Very nice,  swirl and the color is good too,  what did you aim for.  Love swirls but mine only work as itp,  just cannot for the life of me get it to all the way to the bottom with slab swirl
Etelka


----------



## Jody (Mar 1, 2009)

I used pathouli, ylang, ylang and Indian summer for fragrance.  

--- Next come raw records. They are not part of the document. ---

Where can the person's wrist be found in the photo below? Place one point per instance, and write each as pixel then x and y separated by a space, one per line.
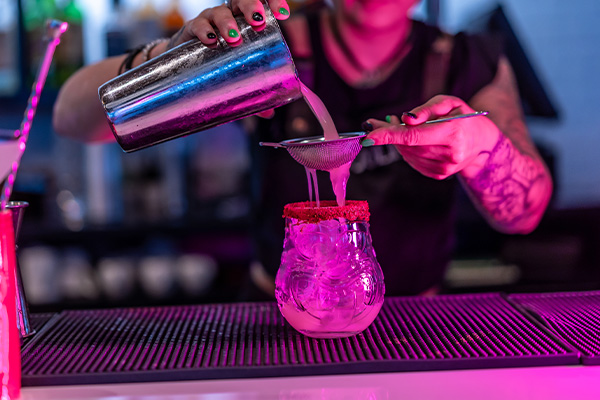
pixel 150 48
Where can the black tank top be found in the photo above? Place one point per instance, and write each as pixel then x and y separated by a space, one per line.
pixel 412 216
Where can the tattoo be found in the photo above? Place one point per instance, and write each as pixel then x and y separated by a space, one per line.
pixel 511 186
pixel 175 38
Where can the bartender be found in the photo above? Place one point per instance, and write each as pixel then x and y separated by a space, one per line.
pixel 375 67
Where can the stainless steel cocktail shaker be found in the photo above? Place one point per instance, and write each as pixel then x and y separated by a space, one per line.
pixel 192 87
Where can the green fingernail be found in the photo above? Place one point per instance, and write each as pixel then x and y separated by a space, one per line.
pixel 367 143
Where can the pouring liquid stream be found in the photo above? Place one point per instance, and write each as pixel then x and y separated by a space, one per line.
pixel 339 176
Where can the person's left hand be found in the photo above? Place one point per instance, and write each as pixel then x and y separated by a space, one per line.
pixel 442 149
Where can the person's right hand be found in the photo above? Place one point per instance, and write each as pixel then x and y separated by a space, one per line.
pixel 221 18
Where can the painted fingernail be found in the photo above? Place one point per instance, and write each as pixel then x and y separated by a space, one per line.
pixel 367 143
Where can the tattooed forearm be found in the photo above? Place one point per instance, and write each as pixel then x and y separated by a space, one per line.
pixel 512 188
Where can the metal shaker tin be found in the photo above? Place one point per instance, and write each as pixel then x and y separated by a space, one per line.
pixel 192 87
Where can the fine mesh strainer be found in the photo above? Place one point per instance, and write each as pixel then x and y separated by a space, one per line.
pixel 316 153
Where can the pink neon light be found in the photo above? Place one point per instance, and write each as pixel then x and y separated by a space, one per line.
pixel 10 347
pixel 54 32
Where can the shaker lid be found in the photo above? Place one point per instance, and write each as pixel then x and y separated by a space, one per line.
pixel 307 211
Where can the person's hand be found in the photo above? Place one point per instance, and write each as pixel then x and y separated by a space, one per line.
pixel 442 149
pixel 221 18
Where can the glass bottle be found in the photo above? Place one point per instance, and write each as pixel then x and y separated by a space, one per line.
pixel 329 283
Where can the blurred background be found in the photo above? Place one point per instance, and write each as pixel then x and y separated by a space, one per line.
pixel 170 224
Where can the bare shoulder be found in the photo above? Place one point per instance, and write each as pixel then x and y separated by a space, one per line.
pixel 296 29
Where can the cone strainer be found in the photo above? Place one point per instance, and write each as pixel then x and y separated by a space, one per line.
pixel 317 153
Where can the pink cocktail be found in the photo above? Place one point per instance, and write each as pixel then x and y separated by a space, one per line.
pixel 329 283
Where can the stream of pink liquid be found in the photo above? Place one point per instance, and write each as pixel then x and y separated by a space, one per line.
pixel 339 176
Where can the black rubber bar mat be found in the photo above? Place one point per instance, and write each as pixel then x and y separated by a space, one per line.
pixel 37 322
pixel 245 340
pixel 573 316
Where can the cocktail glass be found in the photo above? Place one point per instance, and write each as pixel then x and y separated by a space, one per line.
pixel 329 283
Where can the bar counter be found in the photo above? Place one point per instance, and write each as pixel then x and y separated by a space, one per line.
pixel 543 383
pixel 492 346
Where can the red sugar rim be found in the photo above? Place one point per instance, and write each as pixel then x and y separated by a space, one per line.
pixel 354 210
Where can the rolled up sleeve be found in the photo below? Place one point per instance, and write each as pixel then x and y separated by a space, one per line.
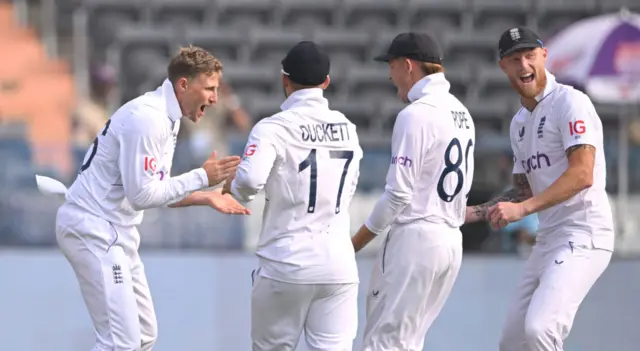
pixel 142 145
pixel 408 145
pixel 259 157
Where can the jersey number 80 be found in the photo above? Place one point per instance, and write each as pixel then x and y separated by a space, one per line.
pixel 454 167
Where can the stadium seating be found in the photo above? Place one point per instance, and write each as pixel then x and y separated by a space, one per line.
pixel 36 92
pixel 251 37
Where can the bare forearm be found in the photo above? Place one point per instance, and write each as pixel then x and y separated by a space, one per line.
pixel 197 198
pixel 479 212
pixel 520 192
pixel 568 185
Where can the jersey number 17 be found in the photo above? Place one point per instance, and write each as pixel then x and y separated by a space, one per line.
pixel 311 162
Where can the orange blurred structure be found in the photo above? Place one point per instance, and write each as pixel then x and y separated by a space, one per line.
pixel 36 90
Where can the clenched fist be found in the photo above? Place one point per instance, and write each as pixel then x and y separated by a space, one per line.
pixel 504 213
pixel 220 169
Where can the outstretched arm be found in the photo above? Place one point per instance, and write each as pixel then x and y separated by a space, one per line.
pixel 577 177
pixel 520 192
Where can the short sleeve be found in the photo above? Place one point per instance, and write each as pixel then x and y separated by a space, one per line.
pixel 408 145
pixel 141 147
pixel 259 157
pixel 517 163
pixel 579 122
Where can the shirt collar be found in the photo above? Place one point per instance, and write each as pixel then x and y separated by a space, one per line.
pixel 431 84
pixel 305 97
pixel 169 95
pixel 549 88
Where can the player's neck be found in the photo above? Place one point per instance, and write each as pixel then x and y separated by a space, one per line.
pixel 529 103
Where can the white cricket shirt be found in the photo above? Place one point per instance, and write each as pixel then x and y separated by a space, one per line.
pixel 564 117
pixel 307 159
pixel 128 167
pixel 431 168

None of my swirls so far have been any good (more of a pathetic marble than anything) but I read somewhere on here to pour from different heights so that it goes to the bottom.  That always seemed to be my problem before and none were swirled enough.  Like I said this one looks promising and we'll see once it's cut.  My fingers are crossed but I think it turned out.  FINALLY, I can swirl (I hope).


----------



## JuBean (Mar 1, 2009)

WOW great swirls! I agree you are overly critical on your work! It looks so awesome!


----------



## jenn624 (Mar 1, 2009)

I think that looks wonderful! You should be proud of that swirl!!  :wink:


----------



## IanT (Mar 1, 2009)

awesome swirl!! it looks really trippy lol


----------



## jcandleattic (Mar 1, 2009)

Great looking swirls.


----------



## AshleyR (Mar 1, 2009)

Ooooh, very VERY nice! Good job!


----------



## Rosey (Mar 1, 2009)

very nice swirl!!!


----------



## andreabadgley (Mar 1, 2009)

OMG!  How could you think those swirls were anything but spectacular?  I love it!!!!


----------



## starduster (Mar 1, 2009)

*Hey ,hey ,hey*

*Stamping my feet.*
I haven't acheived swirls as spectacular as that yet ! and you want better  :idea: 
That is one hot soap.
Congrats.


----------



## pepperi27 (Mar 1, 2009)

Oh my God that looks like a chocolate swirl cream cheese cake!! Oh man now I need to go bake a cake!


----------



## Lindy (Mar 2, 2009)

Hey Jody - where are those cut pics?????


----------



## Jody (Mar 2, 2009)

> Hey Jody - where are those cut pics?????



LOL.  I knew that was coming since we cut it together.


----------



## topcat (Mar 2, 2009)

They look wonderful cut Jody!  Congratulations on an amazingly successful swirly soap!!!

Tanya


----------



## Lindy (Mar 2, 2009)

Yeah but look how much you prettied them since I left.....I so love that stamp and your bevellede edges look great.


----------



## starduster (Mar 2, 2009)

*mmmmm*

Very proffesional.Great stamp.


----------



## Gobbler's Run (Mar 2, 2009)

They look great! Well done.  I need to get a stamp made!!!!


----------



## andreabadgley (Mar 2, 2009)

OMG!!!  Now THAT is soap porn.  Nicely done!!


----------



## AshleyR (Mar 2, 2009)

Verrrrry niiiiiiiice! 

Do you only bevel one side of your soap? I like how that looks!


----------



## digit (Mar 2, 2009)

Attempt???? I believe you have it going on!!!! They are super fab! Bet they smell just as wonderful.

Digit


----------



## Pug Mom (Mar 2, 2009)

Very very nice!  So pretty...


----------



## surf girl (Mar 2, 2009)

Wow - those are absolutely fantastic!!


----------



## honor435 (Mar 2, 2009)

*Re: Another attempt at a swirl.  "Cut pics."  Turn*



			
				Jody said:
			
		

> I attempted another swirl today and I might have swirled a little too much and the colour is not quite what I was trying for but all in all it looks like it will turn out.
> 
> 
> 
> ...




jealous, im jealous. I need to try again! whats the fragrance?


----------



## starduster (Mar 2, 2009)

*great*

Yeah, *Swirl Queen* again.
You have found one of your strengths.
 :wink:


----------